Fayers P M, Curran D, Machin D
Unit for Epidemiology and Clinical Research, Faculty of Medicine, Norwegian University of Science and Technology, Cambridge, U.K.
Stat Med. 1998;17(5-7):679-96. doi: 10.1002/(sici)1097-0258(19980315/15)17:5/7<679::aid-sim814>3.0.co;2-x.

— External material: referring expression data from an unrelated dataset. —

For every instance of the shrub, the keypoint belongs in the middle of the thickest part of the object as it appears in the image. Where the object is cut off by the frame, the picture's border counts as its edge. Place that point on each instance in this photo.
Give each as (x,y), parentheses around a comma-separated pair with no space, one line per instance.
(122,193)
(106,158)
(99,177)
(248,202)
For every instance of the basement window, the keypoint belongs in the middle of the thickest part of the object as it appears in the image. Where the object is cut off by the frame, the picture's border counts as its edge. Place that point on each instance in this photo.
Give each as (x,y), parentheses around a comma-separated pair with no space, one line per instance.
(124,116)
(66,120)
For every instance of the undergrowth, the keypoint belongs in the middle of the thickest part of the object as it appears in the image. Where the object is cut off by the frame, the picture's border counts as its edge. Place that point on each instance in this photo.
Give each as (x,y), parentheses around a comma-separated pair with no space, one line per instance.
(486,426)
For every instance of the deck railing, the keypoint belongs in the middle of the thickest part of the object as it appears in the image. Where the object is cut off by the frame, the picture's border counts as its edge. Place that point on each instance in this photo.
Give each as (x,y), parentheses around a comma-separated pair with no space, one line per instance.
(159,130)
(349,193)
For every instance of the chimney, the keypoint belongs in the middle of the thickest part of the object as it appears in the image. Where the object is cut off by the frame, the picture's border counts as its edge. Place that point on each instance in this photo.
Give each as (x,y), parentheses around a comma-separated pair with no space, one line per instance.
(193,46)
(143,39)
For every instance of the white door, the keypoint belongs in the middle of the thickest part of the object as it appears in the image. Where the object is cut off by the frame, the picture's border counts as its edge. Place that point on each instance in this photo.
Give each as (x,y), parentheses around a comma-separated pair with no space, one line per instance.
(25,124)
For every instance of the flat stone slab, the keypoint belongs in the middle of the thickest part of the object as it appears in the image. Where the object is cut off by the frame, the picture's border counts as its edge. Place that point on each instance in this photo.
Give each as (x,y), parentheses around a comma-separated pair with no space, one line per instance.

Missing data has been a problem in many quality of life studies. This paper focuses upon the issues involved in handling forms which contain one or more missing items, and reviews the alternative procedures. One of the most widely practised approaches is imputation using the mean of all observed items in the same subscale. This, together with the related estimation of the subscale score, is based upon traditional psychometric approaches to scale design and analysis. We show that it may be an inappropriate method for many of the items in quality of life questionnaires, and would result in biased or misleading estimates. We provide examples of items and subscales which violate the psychometric foundations that underpin simple mean imputation. A checklist is proposed for examining the adequacy of simple imputation, and some alternative procedures are indicated.
数据缺失一直是许多生活质量研究中的一个问题。本文重点关注处理包含一个或多个缺失项的表格所涉及的问题,并回顾了可供选择的程序。最广泛使用的方法之一是使用同一子量表中所有观察项的均值进行插补。这与子量表得分的相关估计一起,是基于量表设计和分析的传统心理测量方法。我们表明,对于生活质量问卷中的许多项目来说,这可能是一种不合适的方法,并且会导致有偏差或误导性的估计。我们提供了一些违反支持简单均值插补的心理测量基础的项目和子量表的示例。提出了一个检查表,用于检查简单插补的充分性,并指出了一些替代程序。